The first scenario somewhat plays the aunt as the victim. We are led to believe that a man in the village repeatedly rapes her. As the beginning of the story progresses we are immediately introduced to the raid that took place destroying everything in the house of the “No Name Woman.” Later we are told that the man who is said to rape her also threatens to kill her if she tells anyone. When she claims, “’I think I’m pregnant.’ He organized the raid against her” (Kingston 7). We see here she can possibly be viewed as the victim. Once the village assumes she must be sleeping around, since her husband has been gone for years, her name is ruined, she is tainted, and she is put to shame. But was she really raped? Was there absolutely no way it could have been her husbands’ child? Even though as a reader this is the information we are given the full truth is still uncertain. The narrator is giving us insight based on information from her mother, which could in fact be biased because tells her own daughter, “What happened to her could happen to you. Don’t humiliate us” (Kingston 5).

This leads me to another topic we discussed in class when Ronald brought up the idea about this story being ironic. Ironic in the sense that the “No Name Woman” was being punished when she was the one who was raped when it should have been the other way around. When you first read the story the situation could easily appear to be ironic because the victim is punished instead of the perpetrator. But when we started discussing the possibility of this in class a bigger issue came up. I thought it was really interesting when we came to the conclusion that this part of the story isn’t really ironic at all because it happens in our society today. Women are demonized by our culture and are, more often times than not, too afraid to speak up if they are victims of abuse.
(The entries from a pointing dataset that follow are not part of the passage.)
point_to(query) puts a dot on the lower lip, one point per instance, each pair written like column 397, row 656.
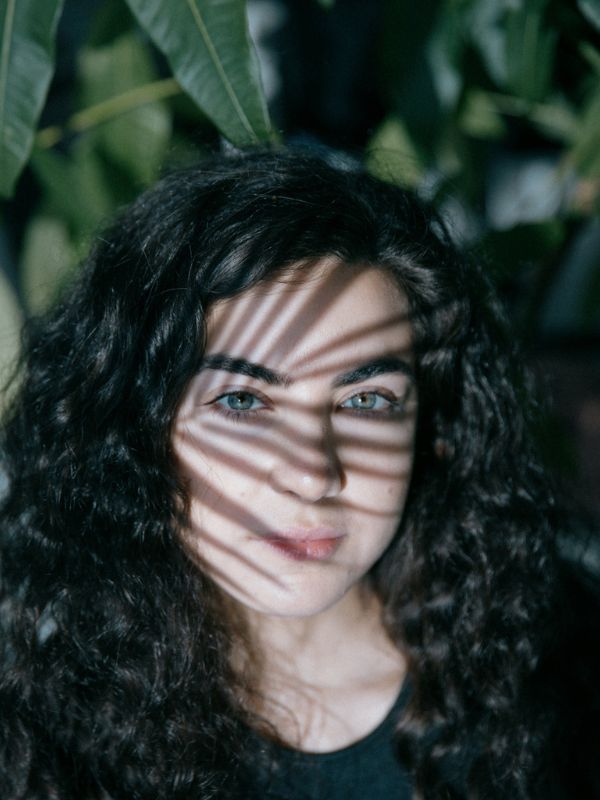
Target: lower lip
column 306, row 549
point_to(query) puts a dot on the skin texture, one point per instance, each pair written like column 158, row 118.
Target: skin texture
column 315, row 458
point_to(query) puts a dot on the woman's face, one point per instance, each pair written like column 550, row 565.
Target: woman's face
column 296, row 437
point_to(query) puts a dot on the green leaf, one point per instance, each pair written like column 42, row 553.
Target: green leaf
column 591, row 10
column 11, row 321
column 393, row 156
column 76, row 188
column 480, row 118
column 530, row 51
column 26, row 67
column 208, row 47
column 47, row 261
column 111, row 71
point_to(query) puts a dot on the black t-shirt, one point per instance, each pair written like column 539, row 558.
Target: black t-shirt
column 368, row 768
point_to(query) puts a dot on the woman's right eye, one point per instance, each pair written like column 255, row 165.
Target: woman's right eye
column 239, row 402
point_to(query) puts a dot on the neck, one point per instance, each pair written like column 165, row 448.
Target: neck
column 321, row 680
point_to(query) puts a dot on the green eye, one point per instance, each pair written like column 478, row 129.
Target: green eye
column 368, row 401
column 239, row 401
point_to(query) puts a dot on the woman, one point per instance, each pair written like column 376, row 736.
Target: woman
column 275, row 525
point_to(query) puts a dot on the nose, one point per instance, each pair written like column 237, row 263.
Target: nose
column 308, row 466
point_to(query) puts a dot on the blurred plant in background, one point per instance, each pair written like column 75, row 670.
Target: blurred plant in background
column 490, row 108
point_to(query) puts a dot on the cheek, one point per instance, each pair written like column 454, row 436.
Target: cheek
column 218, row 464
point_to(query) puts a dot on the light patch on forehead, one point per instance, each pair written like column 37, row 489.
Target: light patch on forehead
column 328, row 318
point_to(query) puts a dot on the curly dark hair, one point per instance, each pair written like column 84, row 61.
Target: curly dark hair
column 116, row 678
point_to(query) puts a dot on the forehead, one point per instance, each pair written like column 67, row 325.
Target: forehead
column 326, row 314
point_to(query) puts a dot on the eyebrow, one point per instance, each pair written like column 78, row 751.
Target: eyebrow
column 241, row 366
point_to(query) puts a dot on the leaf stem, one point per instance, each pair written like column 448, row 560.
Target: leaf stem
column 108, row 109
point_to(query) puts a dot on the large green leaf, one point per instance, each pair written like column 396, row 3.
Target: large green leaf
column 110, row 71
column 208, row 47
column 26, row 68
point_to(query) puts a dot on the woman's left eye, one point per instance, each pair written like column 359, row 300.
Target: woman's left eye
column 369, row 401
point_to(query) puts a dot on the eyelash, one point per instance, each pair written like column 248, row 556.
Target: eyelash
column 395, row 406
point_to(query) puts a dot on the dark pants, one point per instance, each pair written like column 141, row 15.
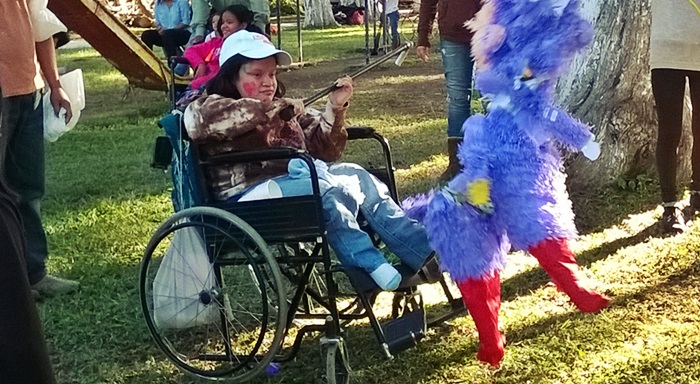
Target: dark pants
column 668, row 86
column 171, row 40
column 22, row 163
column 23, row 355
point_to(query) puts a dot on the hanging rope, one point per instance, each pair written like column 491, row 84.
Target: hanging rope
column 695, row 5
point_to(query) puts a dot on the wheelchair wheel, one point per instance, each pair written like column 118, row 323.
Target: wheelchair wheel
column 212, row 295
column 337, row 365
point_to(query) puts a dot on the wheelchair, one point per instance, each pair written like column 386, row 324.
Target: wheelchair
column 266, row 277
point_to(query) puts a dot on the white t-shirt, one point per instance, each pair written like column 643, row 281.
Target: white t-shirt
column 675, row 35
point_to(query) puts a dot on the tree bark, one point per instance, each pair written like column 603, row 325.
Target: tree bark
column 318, row 13
column 609, row 87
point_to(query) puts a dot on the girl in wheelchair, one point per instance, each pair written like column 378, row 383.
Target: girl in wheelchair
column 244, row 109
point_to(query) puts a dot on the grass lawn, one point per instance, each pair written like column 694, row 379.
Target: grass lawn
column 104, row 202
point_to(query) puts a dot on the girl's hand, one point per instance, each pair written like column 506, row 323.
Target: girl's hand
column 298, row 105
column 200, row 71
column 341, row 95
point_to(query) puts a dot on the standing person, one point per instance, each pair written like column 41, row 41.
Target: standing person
column 455, row 40
column 172, row 27
column 202, row 8
column 392, row 18
column 22, row 63
column 23, row 355
column 242, row 111
column 675, row 58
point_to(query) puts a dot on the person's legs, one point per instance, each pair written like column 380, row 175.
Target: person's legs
column 393, row 19
column 151, row 37
column 24, row 172
column 458, row 66
column 173, row 39
column 694, row 80
column 352, row 245
column 668, row 86
column 23, row 355
column 402, row 235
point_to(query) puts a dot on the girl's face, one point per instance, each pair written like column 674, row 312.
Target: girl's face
column 258, row 79
column 215, row 23
column 230, row 24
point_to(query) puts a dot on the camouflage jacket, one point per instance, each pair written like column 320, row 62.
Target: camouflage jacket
column 218, row 124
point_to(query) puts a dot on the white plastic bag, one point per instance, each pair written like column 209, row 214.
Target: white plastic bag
column 55, row 126
column 44, row 22
column 184, row 272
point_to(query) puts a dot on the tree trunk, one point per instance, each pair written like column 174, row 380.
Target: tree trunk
column 609, row 87
column 318, row 13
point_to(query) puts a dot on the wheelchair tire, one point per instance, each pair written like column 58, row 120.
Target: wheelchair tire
column 337, row 365
column 241, row 295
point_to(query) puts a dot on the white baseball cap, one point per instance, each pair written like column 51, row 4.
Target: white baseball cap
column 253, row 46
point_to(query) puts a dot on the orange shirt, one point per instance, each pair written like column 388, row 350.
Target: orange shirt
column 19, row 69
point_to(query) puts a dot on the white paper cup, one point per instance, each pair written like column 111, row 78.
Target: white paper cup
column 267, row 190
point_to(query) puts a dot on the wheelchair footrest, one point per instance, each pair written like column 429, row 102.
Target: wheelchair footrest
column 405, row 332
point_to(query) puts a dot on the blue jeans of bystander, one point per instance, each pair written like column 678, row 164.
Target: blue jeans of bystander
column 22, row 158
column 458, row 66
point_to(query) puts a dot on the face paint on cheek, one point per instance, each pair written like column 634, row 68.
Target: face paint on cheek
column 250, row 88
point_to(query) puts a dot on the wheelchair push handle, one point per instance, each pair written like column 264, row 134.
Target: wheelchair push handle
column 402, row 51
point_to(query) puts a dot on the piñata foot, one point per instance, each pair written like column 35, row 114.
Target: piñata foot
column 559, row 262
column 483, row 300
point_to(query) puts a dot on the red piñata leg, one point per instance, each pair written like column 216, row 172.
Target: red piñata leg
column 559, row 262
column 483, row 300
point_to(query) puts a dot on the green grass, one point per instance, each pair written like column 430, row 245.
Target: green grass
column 104, row 203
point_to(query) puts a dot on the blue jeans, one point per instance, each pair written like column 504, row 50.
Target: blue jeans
column 355, row 190
column 393, row 19
column 458, row 66
column 22, row 158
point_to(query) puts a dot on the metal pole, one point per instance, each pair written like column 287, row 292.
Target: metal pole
column 279, row 24
column 366, row 31
column 299, row 44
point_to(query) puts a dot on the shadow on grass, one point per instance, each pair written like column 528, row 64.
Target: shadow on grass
column 680, row 279
column 524, row 282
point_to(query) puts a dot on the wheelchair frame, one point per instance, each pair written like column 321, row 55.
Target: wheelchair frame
column 241, row 235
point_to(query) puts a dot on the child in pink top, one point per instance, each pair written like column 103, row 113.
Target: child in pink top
column 204, row 57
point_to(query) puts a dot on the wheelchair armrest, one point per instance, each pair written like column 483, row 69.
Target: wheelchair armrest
column 258, row 155
column 279, row 153
column 355, row 133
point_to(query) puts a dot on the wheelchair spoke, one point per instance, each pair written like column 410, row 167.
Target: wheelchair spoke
column 225, row 320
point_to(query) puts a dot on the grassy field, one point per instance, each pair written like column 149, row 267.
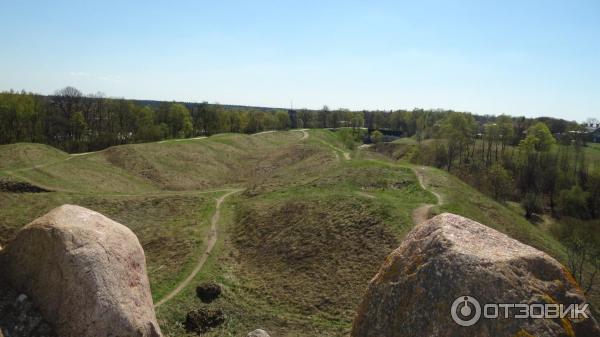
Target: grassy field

Although as readers we don’t know which version of the story to believe, but the third version is the one I choose to believe. The “No Name Woman” committed her last act of love. “Carrying the baby to the well shows loving. Otherwise abandon it…Mothers who love their children take them along” (Kingston 15). This I strongly agree with. As the mother she knew that her baby was already deemed to be nothing and a no one. Instead she believed it was her “devotion,” “responsibility,” and ultimate “protection” to take her daughter to die with her. Ultimately we do not know the truth of the story in it’s entirety but the outright defiance from the narrator herself proves she is trying to find her own truth and guidance for who she should be.